Anna ve Anneler Günü
Anneler Günü'ne bir hafta kaldı. Ben bu tür günlere hiç de karşı değilim. Ve "Keşke herkesin bir günü olsa," der dururum. Kutlama yapmanın nesi kötü ki? İnsanları mutlu etmenin? 'Saçma sapan' vesilelerle de olsa... Ortaya çıkan sonuç hiç de saçma olmuyor işte. Bir insanı mutlu etmek, yüzünü güldürmek... Bundan daha güzeli var mı?
*** Neyse işte... Fakat bir yandan da tüm dünyanın mayısın ikinci haftası kutladığı Anneler Günü'nü icat eden kadıncağızın başına gelenler, "Bu tür günler, tüketimi pompalamaktan başka işe yaramıyor. "Anneni seveceksen her gün seveceksin," diyenleri haklı çıkartacak cinsten. Bu günü dünyaya kabul ettiren, sürekli annesiyle yaşamış olmasına rağmen annesi öldüğünde, "Ben anneme hiç iyi bir evlat olamadım, onunla yeteri kadar vakit geçiremedim," diye tuhaf bir duyguya kapılan, Anna Jarvis isimli bir kadın. Şahsen hikâyesini öğrendikten sonra ben Annacığın akıl ve ruh sağlığının pek yerinde olmadığına kanaat getirdim. Doktor, psikolog değilim... Benimki tamamen çok bilmişlikten... Ama baksanıza hikâyenin başı bile tuhaf değil mi? Sen bütün ömrünü annene adamana rağmen yine de öldüğünde kendini bu konuda suçlu hisset. Ve bu kez de hayatını bütün dünyaya Anneler Günü kutlamasını kabul ettirmeye ada. "Ne var bunda, ne güzel ulvi bir misyon edinmiş kendine. Bunun nesi delilik?" demeyin.

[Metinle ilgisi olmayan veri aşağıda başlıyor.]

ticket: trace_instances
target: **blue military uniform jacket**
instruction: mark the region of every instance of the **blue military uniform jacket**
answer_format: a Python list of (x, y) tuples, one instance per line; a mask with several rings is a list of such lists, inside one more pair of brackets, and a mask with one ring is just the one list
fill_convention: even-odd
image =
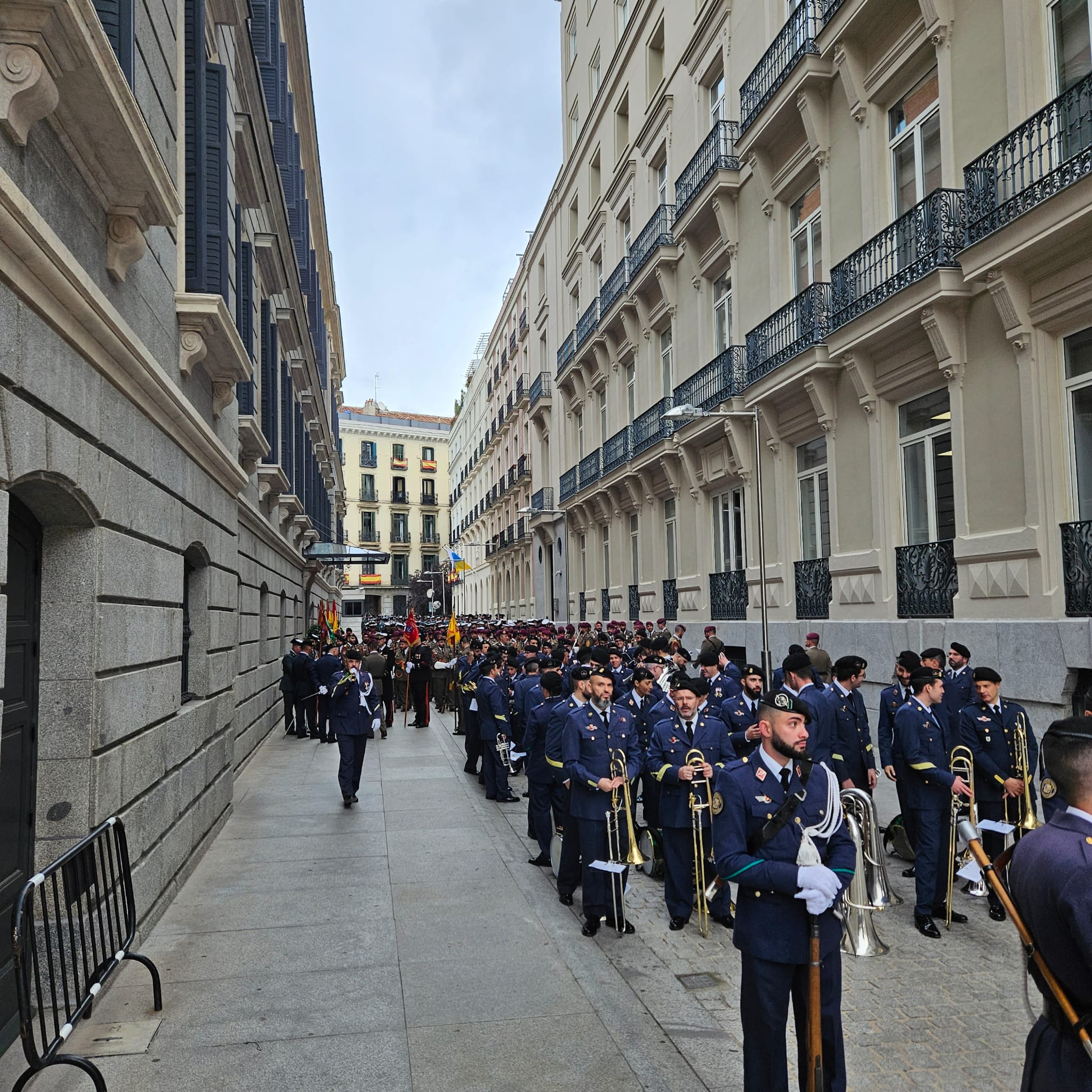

Anna, hem kendi annesine hem de bütün annelere öyle kafayı takmış ki, kıyamam, sonunda kendisi anne olamamış. Çünkü bu işler için koşuşturmaktan doğurmaya vakti kalmamış. Hele Anneler Günü'nü daha ziyade dini ağırlıklı bir kutlama olarak düşünmüşken, bu günden ticari çıkar sağlamaya çalışanlara karşı başlattığı hukuki savaş, kadıncağızın resmen sonunu getirmiş. Bu kişilere karşı açtığı bütün davaları kaybetmiş. Bütün varlığını, hatta ailesinden kalan evini bile kaybetmiş. Hayatını illa birilerine adamak konusunda fazla ısrarcı olan Anna, herkese küstükten sonra kendisini bu kez de hayattaki tek akrabası olan kız kardeşine adamış. Fakat bu kız kardeş de ölünce, Anna'nın artık kendini adayacağı kimse kalmayınca yaşamaktan da vazgeçmiş. Ve 1948'de 84 yaşında yalnız, mutsuz ve kör bir şekilde göçmüş gitmiş.
*** Neyse benimki de gevezelik işte. Annenize bayılacağı bir sürpriz hazırlamak için bir haftanız var. Siz Anna gibi yapmayın ama... Kendinizi de, en az annenizi sevdiğiniz kadar sevin ve çok yi bakın... Ki buna en çok anneniz sevinecektir, inanın.